Again in 2018, the central government had sought a five-year ban on the Deloitte Haskins & Sells LLP and a KPMG affiliate for allegedly aiding and abetting a financial fraud at a unit of the debt-ridden Infrastructure Leasing & Financial Services (IL&FS). Last heard, the National Company Law Tribunal (NCLT) had rejected their appeal against it.
Tax haven-based law firms
The Panama Papers exposed how the law firm Mossack Fonseca, headquartered in tax haven Panama, was "one of the world's top creators of shell companies, corporate structures that can be used to hide ownership of assets", according to the ICIJ which carried out a global investigation.
These documents revealed a far murkier side of tax havens. The ICJI said the Panama Papers revealed information on more than 214,000 offshore companies in 21 tax havens, connected to people in more than 200 countries and territories. Among them were 140 politicians from more than 50 countries, some of them heads of state (of powerful countries like the UK and Russia), their associates, ministers, elected officials.
The TJN says that a large industry of administrators, accountants, bankers, lawyers, and lobbyists has developed to serve the tax haven economy.

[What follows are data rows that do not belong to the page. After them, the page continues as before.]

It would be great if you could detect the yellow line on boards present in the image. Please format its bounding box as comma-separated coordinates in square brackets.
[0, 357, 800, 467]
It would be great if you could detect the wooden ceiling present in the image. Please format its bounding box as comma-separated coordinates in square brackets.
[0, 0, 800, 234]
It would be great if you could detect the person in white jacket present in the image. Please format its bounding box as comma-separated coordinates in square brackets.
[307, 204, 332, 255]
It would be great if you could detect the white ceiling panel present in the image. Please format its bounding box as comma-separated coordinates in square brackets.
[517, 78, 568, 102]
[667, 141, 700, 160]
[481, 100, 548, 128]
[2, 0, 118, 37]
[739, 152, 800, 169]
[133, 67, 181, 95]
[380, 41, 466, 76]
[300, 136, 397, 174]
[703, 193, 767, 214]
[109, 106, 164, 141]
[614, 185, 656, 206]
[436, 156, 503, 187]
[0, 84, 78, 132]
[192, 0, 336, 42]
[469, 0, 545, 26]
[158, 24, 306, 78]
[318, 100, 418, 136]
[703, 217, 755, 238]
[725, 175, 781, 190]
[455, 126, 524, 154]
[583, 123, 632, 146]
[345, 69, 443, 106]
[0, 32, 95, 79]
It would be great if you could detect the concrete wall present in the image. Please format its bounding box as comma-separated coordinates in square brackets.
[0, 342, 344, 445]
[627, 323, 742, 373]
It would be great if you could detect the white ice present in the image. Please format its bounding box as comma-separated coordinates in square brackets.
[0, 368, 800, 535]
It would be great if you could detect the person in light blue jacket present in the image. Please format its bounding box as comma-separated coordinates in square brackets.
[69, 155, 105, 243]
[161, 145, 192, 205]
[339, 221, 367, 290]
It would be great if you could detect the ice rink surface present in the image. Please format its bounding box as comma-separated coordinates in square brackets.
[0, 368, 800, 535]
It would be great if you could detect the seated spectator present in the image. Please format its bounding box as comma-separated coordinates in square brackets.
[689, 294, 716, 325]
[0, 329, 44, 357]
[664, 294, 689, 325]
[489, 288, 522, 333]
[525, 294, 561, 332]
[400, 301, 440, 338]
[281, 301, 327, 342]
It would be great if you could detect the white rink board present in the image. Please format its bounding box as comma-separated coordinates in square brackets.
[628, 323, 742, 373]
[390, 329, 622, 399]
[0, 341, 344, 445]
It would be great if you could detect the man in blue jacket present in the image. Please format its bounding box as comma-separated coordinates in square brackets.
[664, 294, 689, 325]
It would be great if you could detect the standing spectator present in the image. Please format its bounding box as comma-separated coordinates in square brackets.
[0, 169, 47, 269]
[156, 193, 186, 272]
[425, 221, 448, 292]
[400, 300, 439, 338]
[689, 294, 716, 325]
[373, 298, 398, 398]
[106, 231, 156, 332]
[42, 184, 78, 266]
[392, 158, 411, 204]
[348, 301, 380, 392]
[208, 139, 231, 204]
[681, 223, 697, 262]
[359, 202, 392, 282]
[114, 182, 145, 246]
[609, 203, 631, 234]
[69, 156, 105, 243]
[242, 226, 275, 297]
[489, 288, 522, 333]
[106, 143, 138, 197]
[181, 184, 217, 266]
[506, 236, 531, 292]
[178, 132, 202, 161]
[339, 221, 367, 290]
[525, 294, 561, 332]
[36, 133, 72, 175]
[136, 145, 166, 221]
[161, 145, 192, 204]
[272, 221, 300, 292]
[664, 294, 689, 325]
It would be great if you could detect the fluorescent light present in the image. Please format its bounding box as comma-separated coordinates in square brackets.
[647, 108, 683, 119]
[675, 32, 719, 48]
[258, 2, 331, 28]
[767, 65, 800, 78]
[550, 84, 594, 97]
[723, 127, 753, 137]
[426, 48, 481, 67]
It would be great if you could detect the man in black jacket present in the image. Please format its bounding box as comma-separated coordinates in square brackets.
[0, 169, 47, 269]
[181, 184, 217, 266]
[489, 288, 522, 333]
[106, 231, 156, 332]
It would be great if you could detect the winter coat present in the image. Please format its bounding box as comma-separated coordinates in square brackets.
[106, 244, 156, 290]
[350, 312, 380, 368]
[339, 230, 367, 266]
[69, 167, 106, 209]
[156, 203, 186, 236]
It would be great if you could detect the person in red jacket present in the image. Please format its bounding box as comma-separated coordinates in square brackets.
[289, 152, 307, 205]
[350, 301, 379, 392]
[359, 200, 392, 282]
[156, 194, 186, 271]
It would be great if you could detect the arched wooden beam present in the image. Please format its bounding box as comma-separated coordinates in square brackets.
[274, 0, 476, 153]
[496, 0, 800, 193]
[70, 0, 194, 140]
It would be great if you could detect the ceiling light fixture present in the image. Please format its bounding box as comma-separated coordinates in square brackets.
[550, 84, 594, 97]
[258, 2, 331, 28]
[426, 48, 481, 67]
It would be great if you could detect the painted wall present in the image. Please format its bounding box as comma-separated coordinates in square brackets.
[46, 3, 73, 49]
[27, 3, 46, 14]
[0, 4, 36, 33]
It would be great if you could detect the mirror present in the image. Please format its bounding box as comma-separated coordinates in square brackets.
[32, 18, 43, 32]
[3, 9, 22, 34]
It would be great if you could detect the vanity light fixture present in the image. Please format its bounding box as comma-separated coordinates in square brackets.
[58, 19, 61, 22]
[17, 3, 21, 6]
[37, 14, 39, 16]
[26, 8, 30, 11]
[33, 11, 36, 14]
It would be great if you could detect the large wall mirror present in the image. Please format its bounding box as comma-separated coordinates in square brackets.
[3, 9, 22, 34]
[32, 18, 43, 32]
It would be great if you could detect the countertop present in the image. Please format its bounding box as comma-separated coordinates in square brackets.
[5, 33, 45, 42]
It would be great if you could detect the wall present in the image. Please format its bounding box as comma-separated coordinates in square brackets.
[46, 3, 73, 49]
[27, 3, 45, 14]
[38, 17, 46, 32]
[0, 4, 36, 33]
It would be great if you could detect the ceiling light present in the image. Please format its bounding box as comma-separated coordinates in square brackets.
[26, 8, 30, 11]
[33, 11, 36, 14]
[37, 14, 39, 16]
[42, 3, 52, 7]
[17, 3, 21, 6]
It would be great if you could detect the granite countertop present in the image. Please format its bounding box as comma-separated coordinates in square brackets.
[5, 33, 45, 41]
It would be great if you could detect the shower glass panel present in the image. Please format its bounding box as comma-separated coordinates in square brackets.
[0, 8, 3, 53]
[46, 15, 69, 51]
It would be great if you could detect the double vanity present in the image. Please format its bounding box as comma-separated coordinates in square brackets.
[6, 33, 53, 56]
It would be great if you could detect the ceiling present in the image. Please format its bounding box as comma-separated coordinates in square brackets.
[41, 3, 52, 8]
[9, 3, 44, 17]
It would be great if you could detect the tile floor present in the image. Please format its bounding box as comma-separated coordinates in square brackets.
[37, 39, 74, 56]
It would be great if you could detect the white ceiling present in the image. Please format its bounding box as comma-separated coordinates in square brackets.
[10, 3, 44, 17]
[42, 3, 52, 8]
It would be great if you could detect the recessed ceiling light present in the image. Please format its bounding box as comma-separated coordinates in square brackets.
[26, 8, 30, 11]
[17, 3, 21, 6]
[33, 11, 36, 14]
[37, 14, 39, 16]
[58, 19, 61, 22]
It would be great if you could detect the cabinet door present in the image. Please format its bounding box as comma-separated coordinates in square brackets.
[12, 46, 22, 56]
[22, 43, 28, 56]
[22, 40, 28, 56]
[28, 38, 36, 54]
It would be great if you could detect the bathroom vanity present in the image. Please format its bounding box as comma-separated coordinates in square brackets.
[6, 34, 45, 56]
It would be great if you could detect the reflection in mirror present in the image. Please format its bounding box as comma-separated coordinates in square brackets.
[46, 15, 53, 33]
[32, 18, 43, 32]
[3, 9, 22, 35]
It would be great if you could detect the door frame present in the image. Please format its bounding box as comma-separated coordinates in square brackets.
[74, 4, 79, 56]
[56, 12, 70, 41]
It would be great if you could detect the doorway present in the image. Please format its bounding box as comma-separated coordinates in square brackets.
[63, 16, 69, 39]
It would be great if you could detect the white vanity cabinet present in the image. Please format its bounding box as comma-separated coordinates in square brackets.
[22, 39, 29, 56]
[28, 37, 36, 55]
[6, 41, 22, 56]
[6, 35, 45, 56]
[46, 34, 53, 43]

But wait to be shocked even more.
Tax havens: UK, US, and other powerful countries have their back
According to Palan et al, "Some of the most successful "pure" tax havens are dependent jurisdictions; they rely on larger states for their security, diplomatic relations, and maintenance of the currency and broader macro-economic environment, as well as the collection of VAT receipts".
It then goes on to name some of the tax havens and larger states behind them.
Jersey, Guernsey, and the Isle of Man, plus Gibraltar in Europe and the Caymans, Bermuda and the British Virgin Islands (BVI) in the Caribbean are the highly successful British Crown Dependencies.
Crown Dependencies are not part of the UK but are self-governing possessions of the British Crown, the Queen's personal representatives are the Lieutenant Governors, the UK government is responsible for certain areas of policy such as defence and foreign affairs, which the Privy Council does. Thus, the British courts and British judges are the final authority on any tax dispute that arises in these jurisdictions.
(Shaxson describes this London-centric tax havens' network as a 'spider's web' which Palan et al described as "a second British empire which is at the very core of global financial markets today".
Similarly, Monaco and Andorra were identified as relying on the French state for most of their essential services and Liechtenstein on Switzerland.
Palan et al then concluded: "In sum, the reality of this interdependent world is that when one comes across low or zero-tax jurisdiction, someone else is paying additional tax elsewhere, thereby permitting that jurisdiction to offer low-tax services."
The US has its own tax haven-Delaware.
Delaware was in the news last month when Africa's richest woman Isabel dos Santos was accused of embezzlement and money laundering by prosecutors in Angola. Among others, she was accused of concealing a $1.8 million luxury apartment in the Portuguese capital Lisbon. She and her husband owned the apartment through a company registered in Delaware.
Isabel is the eldest daughter of ex-President of Angola Jose Eduardo dos Santos (1979 to 2017).
As was mentioned earlier, in the Tax Justice Network's Financial Secrecy Index of 2020 (FSI2020), the US was second after the Cayman Islands in secretive jurisdictions.
All the tax havens mentioned by Palan et al find a proud of place in the FSI2020 too, indicating that nothing much really has changed on the ground.